A common use case for tolist() is preparing pandas data for JSON serialization, since JSON doesn't support NumPy types:

import pandas as pd
import json

series = pd.Series([100, 200, 300], index=['a', 'b', 'c'])

# Convert to a JSON-compatible dictionary
data = {
'values': series.tolist(),
'labels': series.index.tolist()
}

json_string = json.dumps(data)
print(json_string)

Output:

{"values": [100, 200, 300], "labels": ["a", "b", "c"]}
JSON Serialization and tolist()

For a typical pandas Series with standard numeric dtypes, both list(series) and series.tolist() produce native Python types. So JSON serialization does not fail in this case.

import pandas as pd
import json

series = pd.Series([100, 200, 300])

# ✅ This works
json.dumps({'values': list(series)})

# ✅ This also works
json.dumps({'values': series.tolist()})

In pandas, iterating over a Series yields Python scalar values (int, float, etc.) for standard numeric dtypes.
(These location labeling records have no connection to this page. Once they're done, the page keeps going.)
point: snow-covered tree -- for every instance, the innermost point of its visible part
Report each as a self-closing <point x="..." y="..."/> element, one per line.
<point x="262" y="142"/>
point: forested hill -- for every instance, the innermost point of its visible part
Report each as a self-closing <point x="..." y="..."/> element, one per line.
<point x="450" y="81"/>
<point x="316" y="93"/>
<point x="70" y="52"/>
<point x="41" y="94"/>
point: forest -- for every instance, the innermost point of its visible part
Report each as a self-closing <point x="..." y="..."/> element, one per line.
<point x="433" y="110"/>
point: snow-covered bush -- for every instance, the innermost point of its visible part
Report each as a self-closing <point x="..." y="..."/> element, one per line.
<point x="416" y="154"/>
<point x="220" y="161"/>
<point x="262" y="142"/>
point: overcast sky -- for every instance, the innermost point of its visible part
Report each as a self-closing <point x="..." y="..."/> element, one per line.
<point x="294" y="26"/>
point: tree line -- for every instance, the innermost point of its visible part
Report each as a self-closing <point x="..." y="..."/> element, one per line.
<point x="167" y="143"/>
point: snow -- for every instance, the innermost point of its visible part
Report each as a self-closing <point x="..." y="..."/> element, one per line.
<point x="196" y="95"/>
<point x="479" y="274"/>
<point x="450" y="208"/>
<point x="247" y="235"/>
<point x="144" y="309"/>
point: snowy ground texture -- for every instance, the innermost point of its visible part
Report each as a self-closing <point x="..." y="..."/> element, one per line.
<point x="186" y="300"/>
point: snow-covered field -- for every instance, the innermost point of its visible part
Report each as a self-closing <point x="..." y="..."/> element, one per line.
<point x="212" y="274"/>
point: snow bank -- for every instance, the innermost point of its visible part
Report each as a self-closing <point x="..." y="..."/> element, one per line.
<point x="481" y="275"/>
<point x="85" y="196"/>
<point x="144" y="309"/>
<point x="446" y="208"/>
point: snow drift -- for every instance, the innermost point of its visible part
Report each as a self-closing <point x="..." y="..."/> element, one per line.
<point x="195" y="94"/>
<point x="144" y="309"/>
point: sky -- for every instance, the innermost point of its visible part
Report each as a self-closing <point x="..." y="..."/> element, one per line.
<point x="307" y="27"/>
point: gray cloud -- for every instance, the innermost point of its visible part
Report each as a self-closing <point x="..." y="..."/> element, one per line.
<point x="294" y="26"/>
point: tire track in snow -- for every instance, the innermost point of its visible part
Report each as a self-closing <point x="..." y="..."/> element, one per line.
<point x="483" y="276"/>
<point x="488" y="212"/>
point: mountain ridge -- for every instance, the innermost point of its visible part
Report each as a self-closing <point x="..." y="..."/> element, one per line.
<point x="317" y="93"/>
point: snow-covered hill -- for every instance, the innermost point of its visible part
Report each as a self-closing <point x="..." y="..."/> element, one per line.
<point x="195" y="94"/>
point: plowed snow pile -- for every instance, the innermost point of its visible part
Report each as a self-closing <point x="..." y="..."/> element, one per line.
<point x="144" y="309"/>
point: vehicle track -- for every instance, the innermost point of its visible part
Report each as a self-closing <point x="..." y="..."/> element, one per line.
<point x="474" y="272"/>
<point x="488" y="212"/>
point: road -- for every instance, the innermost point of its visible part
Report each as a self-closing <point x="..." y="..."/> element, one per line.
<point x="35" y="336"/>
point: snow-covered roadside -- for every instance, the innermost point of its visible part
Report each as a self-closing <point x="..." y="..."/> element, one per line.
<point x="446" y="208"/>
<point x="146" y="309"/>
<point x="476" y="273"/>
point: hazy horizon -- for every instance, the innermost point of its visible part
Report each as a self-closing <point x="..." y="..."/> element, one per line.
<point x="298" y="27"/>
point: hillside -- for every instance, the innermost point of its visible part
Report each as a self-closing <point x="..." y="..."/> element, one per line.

Therefore, both approaches are JSON serializable.

When Does JSON Serialization Fail? Serialization errors typically occur with NumPy arrays or NumPy scalar types:

import numpy as np
import json

arr = np.array([100, 200, 300], dtype=np.int64)

# ❌ Raises TypeError
json.dumps({'values': list(arr)})

Error:

TypeError: Object of type int64 is not JSON serializable

This happens because list(arr) contains numpy.int64 objects, which the standard json module cannot serialize.

Using:

json.dumps({'values': arr.tolist()})

works because tolist() converts NumPy scalars to native Python types.

Summary

MethodReturns Native Python Types*Preserves Index
series.tolist()✅ Yes❌ No
list(series)✅ Yes (for standard dtypes)❌ No
series.to_dict()✅ Yes✅ Yes (as dict keys)
series.values.tolist()✅ Yes❌ No

Conclusion

Converting a pandas Series to a Python list is simple and versatile:

  • Use series.tolist() for the cleanest conversion - it returns a standard Python list with native Python types, making it ideal for JSON serialization, API calls, and interoperability with non-pandas code.
  • Use list(series) when NumPy types are acceptable and you want a quick conversion.
  • Use series.index.tolist() when you also need the index values as a list.
  • Handle NaN values with fillna() before converting if your downstream code doesn't support missing values.

For most use cases, tolist() is the recommended and most reliable method.